Metal nanoparticles (Au, Pt) are synthesized from similar synthetic schemes, and also for the first time superconducting nanoparticles (Pb). We can thus study the influence of quantum confinement on the electronic transport properties in assemblies and lattices of these nanoparticles. Significant results were obtained for the suppression of the Meissner effect in nanoparticles of Pb, but also on behavior such as "Coulomb glass" networks of Au nanocrystals. More generally, they are model systems to study superconductor-insulator and metal-insulator phase transitions.

The top-down approach consists in nano-structuring thin films to control their shape at scales relevant to physics.

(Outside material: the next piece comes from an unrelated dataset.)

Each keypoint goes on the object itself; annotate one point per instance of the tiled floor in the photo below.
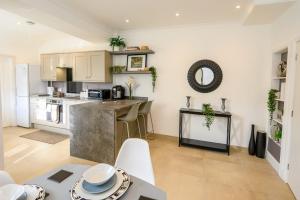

For example, metal nanowires (Al, Ti) are made to study submicron heat transfer. By measuring the local temperature with a 100 nm spatial resolution using a near field probe developed in our laboratory, we highlight the specific roles of the wire and substrate topology on heat diffusion. Sub-wavelength optical systems are also studied, for example generation and study of surface plasmons or construction of nano-antennas to exalt the local field.

Finally, nanoscale systems are made from materials with strong electronic correlations, such as superconducting cuprates and manganites. Nanowires or nano-Josephson junctions of superconductors with high Tc are used to probe their intrinsic properties, but also to make devices. Measuring transport properties in manganite nanowires reveal intrinsic electronic inhomogeneities at submicron scales.